Une des nouvelles de Jack London relate l’abandon du vieux chef indien Koskoosh dans la neige et le froid glacé du Yukon. La tribu, tiraillée par la faim, doit partir chercher de meilleures terres et laisse l’aïeul, aveugle et trop lent dans ses déplacements, seul avec quelques bûches et un feu qui bientôt s’éteindra. Koskoosh s’estime lui-même en fin de vie, telle une « veille feuille à peine accrochée à sa branche, qui tombera au premier souffle ». Il accepte dignement cette fin : « n’est-ce pas la loi de la vie ? ».1
Le monde a bien changé depuis et la Suisse du 21e siècle n’a rien à voir avec le Yukon de 1901. Pourtant, en 2019, le SARS-CoV-2 est venu nous rappeler notre vulnérabilité et nos difficultés face à des moyens qui paraissent limités devant les défis posés par les grandes pandémies. La question de l’âge s’est encore posée, d’autant plus qu’il représente un facteur de risque de gravité de la maladie. Plusieurs entités ont édicté des directives dans un effort de transparence par rapport aux règles qui devraient gouverner l’accès aux ressources et tout particulièrement aux soins intensifs.

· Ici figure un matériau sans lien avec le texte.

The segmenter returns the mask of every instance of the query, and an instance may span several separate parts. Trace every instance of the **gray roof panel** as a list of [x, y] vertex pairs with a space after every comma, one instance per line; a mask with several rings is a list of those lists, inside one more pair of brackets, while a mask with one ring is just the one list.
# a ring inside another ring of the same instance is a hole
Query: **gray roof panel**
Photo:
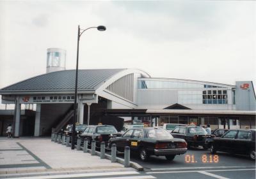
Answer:
[[[78, 91], [95, 90], [102, 83], [125, 69], [79, 69]], [[0, 90], [3, 92], [65, 92], [75, 90], [76, 70], [63, 70], [41, 75]]]

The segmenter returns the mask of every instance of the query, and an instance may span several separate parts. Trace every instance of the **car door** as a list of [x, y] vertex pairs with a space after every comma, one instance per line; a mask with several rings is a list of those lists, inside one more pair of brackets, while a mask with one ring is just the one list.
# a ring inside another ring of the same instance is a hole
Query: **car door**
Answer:
[[[216, 144], [220, 150], [231, 152], [234, 151], [234, 140], [237, 134], [237, 130], [230, 130], [226, 132], [221, 138], [216, 140]], [[214, 141], [215, 142], [215, 141]]]
[[130, 148], [131, 150], [136, 150], [138, 149], [141, 142], [143, 132], [141, 129], [134, 129], [130, 140]]
[[130, 147], [131, 137], [132, 135], [133, 129], [129, 129], [124, 133], [122, 138], [117, 141], [117, 147], [124, 148], [125, 147]]
[[236, 154], [246, 154], [250, 150], [252, 140], [250, 131], [239, 131], [237, 137], [234, 140], [232, 145]]

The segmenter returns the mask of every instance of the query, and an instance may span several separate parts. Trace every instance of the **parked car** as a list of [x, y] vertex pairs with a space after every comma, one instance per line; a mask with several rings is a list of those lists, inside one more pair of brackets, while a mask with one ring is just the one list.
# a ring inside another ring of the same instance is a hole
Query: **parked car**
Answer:
[[88, 140], [88, 145], [90, 146], [92, 140], [95, 140], [96, 147], [100, 147], [100, 142], [104, 141], [105, 145], [108, 146], [108, 143], [110, 138], [121, 136], [121, 133], [117, 132], [117, 130], [113, 125], [88, 125], [81, 134], [82, 143], [84, 138]]
[[255, 129], [232, 129], [221, 138], [213, 138], [210, 151], [244, 154], [255, 160]]
[[[73, 124], [68, 124], [64, 130], [64, 133], [66, 135], [72, 136]], [[86, 128], [86, 124], [76, 124], [76, 135], [79, 136]]]
[[214, 137], [213, 135], [207, 134], [203, 127], [195, 125], [176, 127], [171, 134], [174, 138], [185, 140], [188, 143], [188, 148], [202, 146], [204, 149], [208, 148], [205, 144], [206, 139]]
[[169, 132], [172, 132], [172, 131], [177, 126], [187, 126], [186, 124], [164, 124], [163, 129], [167, 130]]
[[182, 139], [175, 139], [166, 131], [153, 127], [134, 128], [127, 130], [122, 136], [109, 140], [109, 147], [115, 143], [119, 152], [130, 147], [131, 151], [138, 152], [142, 161], [152, 155], [165, 156], [172, 161], [176, 155], [187, 151], [187, 143]]
[[227, 131], [228, 131], [228, 129], [216, 129], [212, 131], [212, 134], [216, 137], [221, 137]]

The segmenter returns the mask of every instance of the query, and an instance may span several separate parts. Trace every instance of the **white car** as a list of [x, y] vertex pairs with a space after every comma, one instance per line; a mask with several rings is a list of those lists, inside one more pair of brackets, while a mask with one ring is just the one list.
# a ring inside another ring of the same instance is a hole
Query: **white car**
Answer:
[[177, 126], [187, 126], [186, 124], [164, 124], [163, 128], [169, 132], [172, 132], [172, 131]]

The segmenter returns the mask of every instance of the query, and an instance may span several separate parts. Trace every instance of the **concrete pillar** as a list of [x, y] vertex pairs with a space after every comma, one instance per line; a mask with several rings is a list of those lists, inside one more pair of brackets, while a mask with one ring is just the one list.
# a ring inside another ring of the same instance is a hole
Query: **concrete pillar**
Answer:
[[79, 124], [84, 124], [84, 104], [82, 103], [82, 101], [79, 102]]
[[14, 132], [14, 137], [20, 136], [20, 104], [19, 101], [19, 99], [17, 97], [15, 103], [15, 131]]
[[35, 136], [40, 136], [40, 124], [41, 116], [41, 104], [36, 104], [36, 117], [35, 120]]
[[92, 103], [86, 103], [88, 106], [88, 118], [87, 118], [87, 125], [90, 125], [90, 106], [91, 106]]

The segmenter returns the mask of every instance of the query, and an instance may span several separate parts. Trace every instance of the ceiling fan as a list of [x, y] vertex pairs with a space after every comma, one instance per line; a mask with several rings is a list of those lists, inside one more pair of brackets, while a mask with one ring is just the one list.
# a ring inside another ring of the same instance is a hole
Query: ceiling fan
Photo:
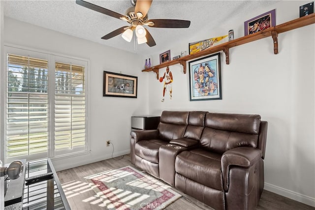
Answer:
[[103, 39], [109, 39], [122, 33], [122, 36], [126, 41], [130, 42], [132, 39], [133, 31], [135, 31], [138, 44], [147, 43], [150, 47], [156, 45], [153, 37], [143, 25], [154, 28], [188, 28], [190, 21], [174, 19], [148, 20], [148, 12], [152, 3], [152, 0], [131, 0], [134, 6], [130, 7], [123, 15], [97, 5], [82, 0], [76, 0], [76, 3], [85, 7], [96, 12], [100, 12], [114, 18], [127, 22], [129, 26], [120, 28], [101, 37]]

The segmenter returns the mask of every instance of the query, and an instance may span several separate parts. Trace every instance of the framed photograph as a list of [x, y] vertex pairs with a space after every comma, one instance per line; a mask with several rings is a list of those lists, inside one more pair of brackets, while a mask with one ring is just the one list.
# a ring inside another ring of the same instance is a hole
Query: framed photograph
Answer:
[[136, 98], [138, 77], [104, 71], [103, 96]]
[[314, 13], [314, 1], [300, 6], [300, 17]]
[[222, 99], [220, 54], [189, 62], [190, 101]]
[[168, 50], [159, 54], [159, 64], [171, 60], [171, 51]]
[[244, 22], [245, 35], [276, 26], [276, 9], [269, 11]]

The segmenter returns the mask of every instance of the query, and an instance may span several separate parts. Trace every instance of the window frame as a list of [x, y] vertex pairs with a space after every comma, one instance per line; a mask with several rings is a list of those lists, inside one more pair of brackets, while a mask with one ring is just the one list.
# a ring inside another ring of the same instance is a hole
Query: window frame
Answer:
[[[5, 44], [4, 45], [3, 50], [3, 70], [0, 72], [0, 83], [2, 85], [0, 86], [0, 96], [3, 100], [1, 104], [1, 115], [3, 118], [0, 120], [0, 130], [3, 132], [0, 135], [0, 145], [1, 151], [0, 154], [1, 154], [1, 158], [4, 162], [11, 162], [17, 158], [21, 159], [21, 157], [13, 157], [7, 158], [6, 153], [6, 129], [7, 129], [7, 54], [15, 54], [20, 56], [29, 56], [40, 59], [45, 59], [48, 60], [48, 151], [47, 157], [50, 157], [52, 159], [58, 159], [64, 157], [69, 157], [75, 156], [78, 155], [90, 153], [90, 128], [89, 119], [88, 116], [90, 112], [90, 100], [89, 97], [89, 60], [79, 58], [76, 58], [73, 56], [61, 55], [49, 52], [42, 51], [36, 49], [29, 48]], [[54, 148], [55, 140], [55, 112], [54, 112], [54, 102], [55, 100], [55, 62], [63, 62], [67, 63], [73, 63], [74, 65], [81, 65], [85, 68], [85, 130], [86, 139], [85, 147], [83, 151], [79, 152], [74, 152], [71, 153], [66, 153], [64, 154], [55, 155]], [[52, 79], [53, 78], [53, 79]], [[2, 106], [3, 105], [3, 106]], [[2, 147], [3, 146], [3, 147]], [[32, 160], [42, 158], [40, 155], [34, 155], [32, 157], [28, 156], [25, 157], [28, 161]]]

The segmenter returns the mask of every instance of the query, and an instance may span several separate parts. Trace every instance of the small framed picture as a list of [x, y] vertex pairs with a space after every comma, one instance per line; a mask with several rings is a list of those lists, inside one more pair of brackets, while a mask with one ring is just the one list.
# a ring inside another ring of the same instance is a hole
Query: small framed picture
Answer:
[[171, 51], [168, 50], [166, 52], [159, 54], [159, 64], [163, 63], [171, 60]]
[[222, 99], [220, 54], [189, 62], [190, 101]]
[[274, 26], [276, 26], [276, 9], [245, 21], [245, 34], [251, 34]]
[[314, 13], [314, 1], [300, 6], [300, 17]]
[[103, 96], [137, 97], [138, 77], [104, 71]]

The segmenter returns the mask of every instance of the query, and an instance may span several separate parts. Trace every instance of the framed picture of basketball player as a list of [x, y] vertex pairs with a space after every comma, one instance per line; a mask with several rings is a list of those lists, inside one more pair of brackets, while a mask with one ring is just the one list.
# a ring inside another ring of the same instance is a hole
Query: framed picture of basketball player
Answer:
[[103, 96], [136, 98], [138, 77], [104, 71]]
[[220, 54], [191, 61], [189, 64], [190, 101], [222, 99]]
[[159, 54], [159, 64], [163, 63], [171, 60], [171, 51], [168, 50], [166, 52]]
[[245, 34], [254, 33], [275, 26], [276, 9], [273, 9], [245, 21]]

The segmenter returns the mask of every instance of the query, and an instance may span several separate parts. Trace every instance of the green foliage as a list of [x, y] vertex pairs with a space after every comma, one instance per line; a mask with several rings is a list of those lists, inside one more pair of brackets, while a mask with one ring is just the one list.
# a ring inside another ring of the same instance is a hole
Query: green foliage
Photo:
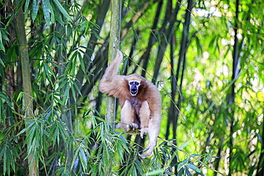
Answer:
[[[146, 159], [136, 137], [113, 133], [104, 120], [98, 82], [107, 64], [110, 1], [5, 2], [1, 175], [27, 175], [31, 155], [40, 175], [263, 175], [262, 1], [196, 1], [190, 11], [192, 1], [124, 1], [121, 73], [145, 71], [163, 97], [161, 138]], [[25, 113], [14, 28], [20, 9], [33, 117]]]

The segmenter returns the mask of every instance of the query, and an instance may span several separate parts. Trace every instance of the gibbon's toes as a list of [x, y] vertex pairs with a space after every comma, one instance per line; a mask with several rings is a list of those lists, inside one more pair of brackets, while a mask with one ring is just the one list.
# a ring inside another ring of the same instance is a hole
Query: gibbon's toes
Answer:
[[130, 128], [133, 130], [135, 130], [138, 128], [138, 125], [136, 123], [129, 123], [128, 125], [129, 125]]
[[141, 129], [141, 139], [143, 139], [143, 137], [144, 134], [148, 133], [148, 128], [143, 128]]
[[122, 52], [118, 49], [118, 48], [116, 48], [116, 46], [113, 46], [113, 48], [115, 48], [116, 50], [116, 53], [121, 53]]

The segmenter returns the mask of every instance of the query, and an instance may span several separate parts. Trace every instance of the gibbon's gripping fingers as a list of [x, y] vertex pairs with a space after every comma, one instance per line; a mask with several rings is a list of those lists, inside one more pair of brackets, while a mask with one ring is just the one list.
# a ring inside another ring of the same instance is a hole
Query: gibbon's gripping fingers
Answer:
[[130, 130], [135, 130], [136, 129], [138, 129], [138, 125], [136, 123], [131, 123], [128, 124], [128, 126], [130, 128]]
[[123, 58], [123, 55], [122, 55], [122, 52], [118, 50], [116, 46], [113, 46], [113, 48], [116, 49], [116, 58], [120, 58], [120, 57], [122, 57]]

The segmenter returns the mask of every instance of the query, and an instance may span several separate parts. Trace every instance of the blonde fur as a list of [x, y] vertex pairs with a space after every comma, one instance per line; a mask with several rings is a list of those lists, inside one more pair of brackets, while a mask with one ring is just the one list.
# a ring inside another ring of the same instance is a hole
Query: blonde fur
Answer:
[[[161, 94], [155, 85], [137, 74], [118, 75], [123, 60], [122, 53], [116, 49], [116, 56], [106, 68], [100, 81], [99, 90], [102, 93], [118, 98], [121, 105], [121, 128], [125, 131], [141, 130], [141, 137], [148, 133], [149, 143], [138, 154], [142, 157], [151, 155], [156, 145], [161, 125]], [[128, 81], [140, 82], [138, 93], [132, 96], [129, 91]]]

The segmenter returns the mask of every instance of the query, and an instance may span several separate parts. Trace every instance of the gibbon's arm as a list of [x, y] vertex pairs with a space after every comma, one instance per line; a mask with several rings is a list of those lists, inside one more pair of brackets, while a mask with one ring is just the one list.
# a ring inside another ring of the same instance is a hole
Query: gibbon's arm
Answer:
[[116, 56], [106, 68], [99, 83], [99, 90], [109, 95], [120, 98], [123, 93], [121, 90], [126, 90], [125, 76], [117, 75], [120, 63], [123, 60], [122, 52], [115, 47]]

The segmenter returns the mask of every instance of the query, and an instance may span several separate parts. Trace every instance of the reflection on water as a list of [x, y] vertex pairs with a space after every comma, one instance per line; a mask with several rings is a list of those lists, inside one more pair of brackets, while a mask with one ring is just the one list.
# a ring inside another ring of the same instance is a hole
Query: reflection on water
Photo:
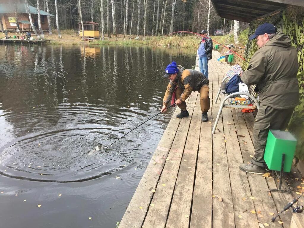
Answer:
[[0, 45], [1, 226], [115, 227], [172, 110], [102, 149], [159, 111], [187, 51]]

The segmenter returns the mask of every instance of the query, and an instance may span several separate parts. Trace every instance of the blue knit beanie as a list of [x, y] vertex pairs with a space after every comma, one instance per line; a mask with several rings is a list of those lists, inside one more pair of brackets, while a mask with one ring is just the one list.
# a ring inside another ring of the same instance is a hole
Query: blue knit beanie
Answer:
[[166, 74], [164, 75], [164, 78], [167, 78], [172, 74], [175, 74], [178, 72], [178, 69], [177, 68], [177, 65], [175, 62], [172, 62], [172, 63], [169, 64], [166, 67]]

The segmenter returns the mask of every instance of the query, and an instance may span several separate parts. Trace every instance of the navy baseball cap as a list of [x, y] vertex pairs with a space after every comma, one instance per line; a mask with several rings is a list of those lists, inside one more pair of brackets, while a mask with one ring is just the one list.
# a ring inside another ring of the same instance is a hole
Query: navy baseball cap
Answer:
[[172, 63], [168, 65], [166, 67], [166, 73], [167, 73], [164, 75], [164, 77], [167, 78], [168, 76], [178, 72], [178, 69], [177, 68], [176, 62], [172, 62]]
[[277, 28], [272, 24], [264, 23], [259, 26], [254, 32], [254, 34], [249, 38], [249, 40], [253, 40], [259, 35], [267, 33], [272, 34], [277, 32]]

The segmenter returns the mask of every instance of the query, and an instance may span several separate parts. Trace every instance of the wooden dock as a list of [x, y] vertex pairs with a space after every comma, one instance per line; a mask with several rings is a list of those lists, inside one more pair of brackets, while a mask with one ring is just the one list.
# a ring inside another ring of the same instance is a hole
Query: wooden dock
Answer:
[[[177, 118], [180, 110], [176, 108], [119, 228], [289, 227], [290, 209], [275, 222], [271, 219], [299, 196], [296, 190], [293, 196], [271, 194], [269, 189], [278, 185], [276, 179], [239, 170], [239, 164], [249, 161], [254, 153], [254, 113], [223, 109], [217, 130], [211, 134], [220, 104], [214, 103], [219, 85], [230, 68], [217, 61], [218, 52], [212, 55], [209, 122], [201, 122], [199, 95], [192, 92], [187, 101], [190, 116]], [[292, 171], [290, 184], [301, 185], [299, 174], [294, 167]], [[299, 204], [303, 201], [300, 199]]]
[[3, 43], [14, 43], [15, 44], [20, 43], [21, 44], [30, 44], [31, 43], [40, 44], [42, 45], [43, 43], [48, 41], [49, 44], [51, 43], [50, 40], [18, 40], [16, 39], [2, 39], [0, 40]]

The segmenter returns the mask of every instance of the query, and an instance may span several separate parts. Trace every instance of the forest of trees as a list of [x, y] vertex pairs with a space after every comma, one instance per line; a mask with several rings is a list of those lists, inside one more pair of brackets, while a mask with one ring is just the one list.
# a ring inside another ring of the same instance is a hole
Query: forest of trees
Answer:
[[182, 31], [199, 33], [207, 29], [213, 35], [216, 29], [228, 33], [232, 22], [217, 16], [210, 0], [15, 0], [45, 11], [48, 8], [54, 15], [57, 5], [58, 26], [54, 17], [50, 17], [50, 25], [57, 30], [82, 30], [82, 21], [99, 23], [100, 30], [103, 28], [105, 34], [125, 36], [144, 37]]

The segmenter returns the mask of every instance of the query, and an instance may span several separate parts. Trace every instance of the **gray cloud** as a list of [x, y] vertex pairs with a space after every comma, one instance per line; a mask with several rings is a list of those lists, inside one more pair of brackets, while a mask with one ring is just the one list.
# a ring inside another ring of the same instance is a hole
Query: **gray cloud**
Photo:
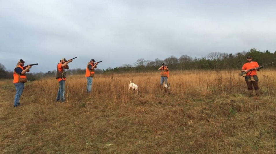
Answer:
[[63, 57], [78, 57], [71, 68], [93, 58], [105, 69], [139, 58], [275, 50], [273, 1], [0, 1], [0, 63], [12, 70], [22, 59], [46, 72]]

La simplicité n’est pas de mise, les décisions nécessitent une évaluation complète et des avis experts
Si dans certaines situations particulièrement difficiles, l’âge chronologique semble avoir été utilisé comme critère d’accès,2 la plupart des directives ont plutôt considéré que l’âge en soi ne devait pas être un élément décisionnel. L’Association suisse des sciences médicales (ASSM) a indiqué qu’un tel critère violerait l’interdiction de discriminer inscrite dans la Constitution fédérale, et l’American Geriatrics Society a pris une position similaire.3,4 Au même titre, la durée de vie restante estimée, c’est-à-dire le remplacement d’une addition des années réellement vécues par une soustraction de ces dernières à une durée de vie totale encore virtuelle ne saurait être recevable. La valeur des années qui restent à vivre souffre du même biais antiâge.4
La reconnaissance d’une grande variabilité dans la population âgée a fait naître la notion d’âge biologique,5 mais comment mesurer ce dernier ? Comment prendre en compte, l’environnement, les soutiens formels et informels, les valeurs et souhaits personnels et les multiples autres domaines qui influent sur les décisions liées à la santé des vieilles personnes ? Un des articles de ce numéro fait le point de la situation.5 Il est clair que la question reste complexe. Dans une autre publication récente, la mortalité d’une série de 235 personnes de 65 à 101 ans, pour la plupart très âgées (en moyenne 86 ans), hospitalisées en gériatrie aiguë en raison d’une infection par le SARS-CoV-2, s’est révélée sans lien avec les différences d’âge dans ce groupe. De plus, si les divers scores cliniques, de comorbidité, de fonctionnalité ou fragilité jouaient tous un rôle pronostique important, aucun n’a pu, à lui seul, expliquer plus de 20% de la variabilité de survie de cette population.6 Depuis l’avènement de la pandémie de Covid-19 de nombreuses publications proposent des scores prédictifs de mortalité de cette maladie, mais l’exercice reste périlleux et les résultats doivent être interprétés avec prudence. Dans un article très récent, qui estime proposer le score le plus performant, il est intéressant de noter que la survie reste proche de 40 % dans le groupe le plus sévèrement atteint.7 En attendant mieux, la simplicité n’est pas de mise. Les décisions thérapeutiques chez les personnes âgées nécessitent une évaluation complète et des avis experts.